TunisieInterdiction d’une manifestation de l’opposition prévue dimanche
Les autorités ont interdit jeudi une manifestation prévue dimanche du Front de salut national (FSN), la principale coalition de l’opposition, invoquant le «complot contre la sûreté de l’État».
Dans un communiqué, le préfet de Tunis, Kamel Feki, a indiqué que la demande «du prétendu Front de salut national» pour organiser une marche dimanche «n’a pas été approuvée car certains de ses dirigeants sont soupçonnés de complot contre la sûreté de l’État».

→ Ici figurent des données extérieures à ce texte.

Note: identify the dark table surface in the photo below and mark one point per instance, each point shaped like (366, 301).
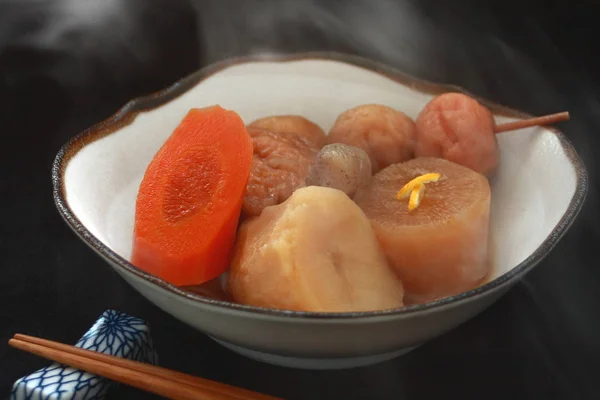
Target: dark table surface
(65, 65)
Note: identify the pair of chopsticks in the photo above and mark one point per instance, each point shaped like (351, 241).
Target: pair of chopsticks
(161, 381)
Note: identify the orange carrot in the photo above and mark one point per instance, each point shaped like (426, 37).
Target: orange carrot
(190, 198)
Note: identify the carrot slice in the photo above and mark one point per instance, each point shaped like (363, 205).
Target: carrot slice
(190, 198)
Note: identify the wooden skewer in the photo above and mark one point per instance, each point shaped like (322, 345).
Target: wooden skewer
(161, 381)
(537, 121)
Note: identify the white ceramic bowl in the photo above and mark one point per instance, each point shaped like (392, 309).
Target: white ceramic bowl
(536, 194)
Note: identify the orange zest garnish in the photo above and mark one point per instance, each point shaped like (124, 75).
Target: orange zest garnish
(415, 189)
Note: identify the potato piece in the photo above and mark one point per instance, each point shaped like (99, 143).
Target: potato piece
(457, 128)
(314, 252)
(342, 167)
(387, 135)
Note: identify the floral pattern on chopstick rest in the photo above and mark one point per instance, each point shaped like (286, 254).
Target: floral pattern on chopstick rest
(114, 333)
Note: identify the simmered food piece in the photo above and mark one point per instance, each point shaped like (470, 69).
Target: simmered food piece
(279, 166)
(314, 252)
(440, 246)
(456, 127)
(387, 135)
(310, 132)
(342, 167)
(190, 198)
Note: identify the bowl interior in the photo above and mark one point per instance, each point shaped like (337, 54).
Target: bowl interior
(531, 191)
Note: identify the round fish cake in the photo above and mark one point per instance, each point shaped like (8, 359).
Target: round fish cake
(279, 166)
(456, 127)
(387, 135)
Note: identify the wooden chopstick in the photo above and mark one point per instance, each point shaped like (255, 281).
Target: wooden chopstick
(161, 381)
(536, 121)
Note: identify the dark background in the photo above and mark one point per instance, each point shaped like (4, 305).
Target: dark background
(65, 65)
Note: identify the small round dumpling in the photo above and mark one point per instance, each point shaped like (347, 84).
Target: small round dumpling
(310, 132)
(342, 167)
(279, 166)
(457, 128)
(387, 135)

Le FSN, qui avait appelé à la manifestation pour dénoncer «les arrestations politiques et les violations contre les libertés publiques et individuelles», a contesté dans un communiqué le droit du préfet de l’interdire et annoncé qu’elle aurait lieu comme prévu dimanche à partir de 10 h (heure suisse) dans le centre de Tunis.
Une vingtaine de personnalités dans les milieux politiques, médiatiques et des affaires ont été arrêtées en Tunisie depuis début février. Ces arrestations, vivement critiquées par des ONG locales et internationales, ont notamment visé des figures politiques de premier plan du FSN et sa principale composante, le parti islamo-conservateur Ennahdha.
«Chasse aux sorcières»
Deux figures du parti, Sadok Chourou et Habib Ellouz, ont été arrêtées jeudi, selon les médias tunisiens. Ennahdha a affirmé dans un communiqué jeudi soir que les arrestations visaient à «terroriser l’opposition» et appelé les Tunisiens à «participer en masse» à la manifestation de dimanche. Le président Kais Saied, qui s’est arrogé les pleins pouvoirs en juillet 2021, a qualifié les personnes arrêtées de «terroristes» et affirmé qu’elles étaient impliquées dans un «complot contre la sûreté de l’État».

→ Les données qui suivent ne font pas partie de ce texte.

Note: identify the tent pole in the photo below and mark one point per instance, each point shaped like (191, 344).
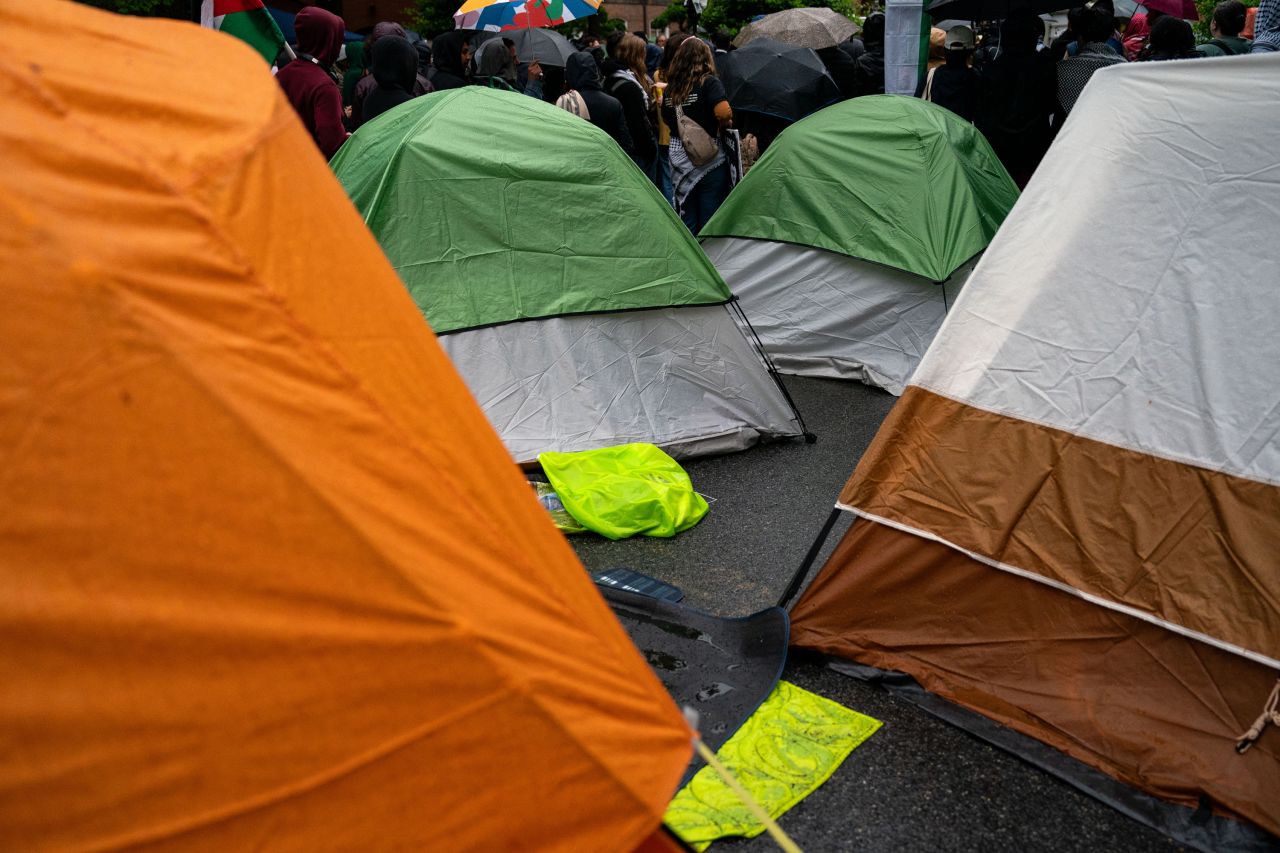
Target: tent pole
(809, 438)
(803, 571)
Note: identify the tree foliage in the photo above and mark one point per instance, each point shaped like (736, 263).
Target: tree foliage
(735, 14)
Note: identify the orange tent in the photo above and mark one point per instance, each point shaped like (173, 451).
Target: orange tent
(270, 578)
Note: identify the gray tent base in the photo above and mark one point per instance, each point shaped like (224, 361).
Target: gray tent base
(1196, 828)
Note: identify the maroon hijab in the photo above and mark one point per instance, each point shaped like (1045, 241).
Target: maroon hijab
(319, 33)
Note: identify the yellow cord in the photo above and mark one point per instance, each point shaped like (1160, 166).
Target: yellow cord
(771, 826)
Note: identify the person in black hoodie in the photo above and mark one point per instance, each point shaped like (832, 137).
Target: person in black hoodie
(394, 68)
(583, 74)
(1019, 94)
(869, 67)
(449, 54)
(626, 80)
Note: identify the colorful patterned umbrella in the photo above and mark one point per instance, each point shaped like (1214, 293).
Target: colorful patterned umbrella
(521, 14)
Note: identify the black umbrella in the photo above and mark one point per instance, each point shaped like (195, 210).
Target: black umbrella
(777, 80)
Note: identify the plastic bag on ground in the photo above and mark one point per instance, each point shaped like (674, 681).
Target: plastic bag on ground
(785, 752)
(624, 491)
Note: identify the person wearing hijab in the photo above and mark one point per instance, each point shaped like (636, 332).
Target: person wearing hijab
(626, 80)
(355, 71)
(496, 68)
(394, 71)
(425, 69)
(1171, 39)
(583, 76)
(1225, 28)
(368, 83)
(1019, 94)
(449, 54)
(307, 81)
(1266, 27)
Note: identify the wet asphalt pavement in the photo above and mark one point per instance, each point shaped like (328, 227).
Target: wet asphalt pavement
(917, 784)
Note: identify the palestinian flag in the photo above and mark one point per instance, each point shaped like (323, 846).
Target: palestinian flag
(246, 19)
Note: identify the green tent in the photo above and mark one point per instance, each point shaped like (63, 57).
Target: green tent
(886, 178)
(494, 206)
(575, 304)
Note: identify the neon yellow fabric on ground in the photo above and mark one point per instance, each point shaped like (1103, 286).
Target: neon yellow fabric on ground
(626, 489)
(561, 518)
(786, 751)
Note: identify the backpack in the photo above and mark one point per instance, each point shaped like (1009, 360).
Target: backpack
(572, 101)
(699, 145)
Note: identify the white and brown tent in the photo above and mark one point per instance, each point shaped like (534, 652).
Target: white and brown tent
(1070, 521)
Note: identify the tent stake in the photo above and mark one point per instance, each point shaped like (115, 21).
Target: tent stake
(809, 438)
(803, 571)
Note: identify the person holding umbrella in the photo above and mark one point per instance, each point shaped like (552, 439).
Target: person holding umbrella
(955, 85)
(1074, 72)
(1225, 27)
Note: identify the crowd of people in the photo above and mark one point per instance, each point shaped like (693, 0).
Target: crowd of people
(667, 109)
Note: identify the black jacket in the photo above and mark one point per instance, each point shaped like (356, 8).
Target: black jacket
(447, 58)
(634, 110)
(583, 74)
(869, 71)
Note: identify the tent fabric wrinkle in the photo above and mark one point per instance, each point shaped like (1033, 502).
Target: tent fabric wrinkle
(579, 309)
(937, 199)
(228, 498)
(471, 231)
(824, 314)
(1147, 706)
(1087, 451)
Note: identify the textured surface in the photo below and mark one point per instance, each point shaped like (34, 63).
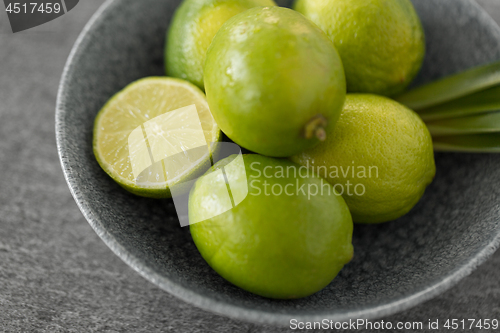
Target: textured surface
(56, 275)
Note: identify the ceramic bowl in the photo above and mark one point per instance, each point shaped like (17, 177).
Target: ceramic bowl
(397, 265)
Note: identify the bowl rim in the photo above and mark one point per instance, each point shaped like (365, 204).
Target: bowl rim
(370, 311)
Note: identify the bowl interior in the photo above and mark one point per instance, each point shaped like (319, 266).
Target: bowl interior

Amnesty International a qualifié la campagne d’arrestations de «chasse aux sorcières motivée par des considérations politiques».

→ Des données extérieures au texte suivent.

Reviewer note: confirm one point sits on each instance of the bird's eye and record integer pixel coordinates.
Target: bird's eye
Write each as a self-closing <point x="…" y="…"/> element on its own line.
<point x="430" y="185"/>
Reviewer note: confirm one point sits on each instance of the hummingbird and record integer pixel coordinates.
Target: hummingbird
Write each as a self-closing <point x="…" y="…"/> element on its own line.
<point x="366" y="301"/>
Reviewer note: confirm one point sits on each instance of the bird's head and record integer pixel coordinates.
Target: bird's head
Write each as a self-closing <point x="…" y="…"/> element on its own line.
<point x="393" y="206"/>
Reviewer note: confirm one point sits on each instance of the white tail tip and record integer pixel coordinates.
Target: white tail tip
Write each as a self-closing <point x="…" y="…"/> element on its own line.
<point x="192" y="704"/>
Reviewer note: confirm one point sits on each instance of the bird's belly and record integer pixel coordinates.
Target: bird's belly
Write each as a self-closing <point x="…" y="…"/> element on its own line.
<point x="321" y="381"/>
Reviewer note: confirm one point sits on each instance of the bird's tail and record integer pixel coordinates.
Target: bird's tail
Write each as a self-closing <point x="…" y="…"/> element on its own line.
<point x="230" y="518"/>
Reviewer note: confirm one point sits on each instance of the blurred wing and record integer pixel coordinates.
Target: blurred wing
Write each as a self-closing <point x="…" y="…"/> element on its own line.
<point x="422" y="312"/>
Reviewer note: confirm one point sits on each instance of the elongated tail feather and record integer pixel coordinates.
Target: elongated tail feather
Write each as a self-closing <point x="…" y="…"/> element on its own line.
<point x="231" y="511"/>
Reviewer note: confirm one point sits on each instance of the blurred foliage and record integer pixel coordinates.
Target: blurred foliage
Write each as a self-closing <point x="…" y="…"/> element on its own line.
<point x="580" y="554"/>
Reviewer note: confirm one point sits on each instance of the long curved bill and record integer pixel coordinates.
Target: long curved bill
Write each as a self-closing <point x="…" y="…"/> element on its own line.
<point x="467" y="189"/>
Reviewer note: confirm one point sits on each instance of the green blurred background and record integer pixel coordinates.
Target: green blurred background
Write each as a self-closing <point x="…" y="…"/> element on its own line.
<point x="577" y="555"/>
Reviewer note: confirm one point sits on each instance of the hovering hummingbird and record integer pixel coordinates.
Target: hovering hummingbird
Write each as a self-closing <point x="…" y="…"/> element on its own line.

Le communiqué du préfet de Tunis n’a pas mentionné en revanche une manifestation prévue samedi de la centrale syndicale, l’UGTT, dans le centre de Tunis contre «le pouvoir d’un seul homme» de Kais Saied. L’UGTT a annoncé jeudi qu’un syndicaliste espagnol qui devait participer à cette manifestation avait été interdit d’entrée en Tunisie
Bras de fer
Le 18 février, Kais Saied avait ordonné l’expulsion de la plus haute responsable syndicale de l’Union européenne, Esther Lynch, pour des déclarations qualifiées d’«ingérence flagrante» dans les affaires tunisiennes lors d’une manifestation de l’UGTT.
L’UGTT, très influente sur la scène politique, est engagée dans un bras de fer avec Kais Saied depuis l’interpellation le 31 janvier d’un responsable syndical dans la foulée d’un discours du président dénonçant une instrumentalisation du droit de grève «à des fins politiques».
Washington s’alarme de poursuites visant des personnes en contact avec ses diplomates
Les États-Unis ont dénoncé jeudi «l’escalade» en Tunisie en proie à une vague d’arrestations d’opposants et se sont inquiétés d’informations faisant état de poursuites pénales engagées contre des personnes ayant eu des contacts avec l’ambassade américaine à Tunis.
«Nous nous inquiétons d’informations selon lesquelles des poursuites pénales ont été engagées contre des individus en Tunisie, résultant apparemment de leurs réunions ou conversations avec des membres de l’ambassade des États-Unis», a déclaré le porte-parole du Département d’État américain, Ned Price. «Cela fait partie comme je l’ai déjà dit d’une escalade dans les arrestations de personnes perçues comme étant critiques du gouvernement» tunisien, a-t-il ajouté devant la presse.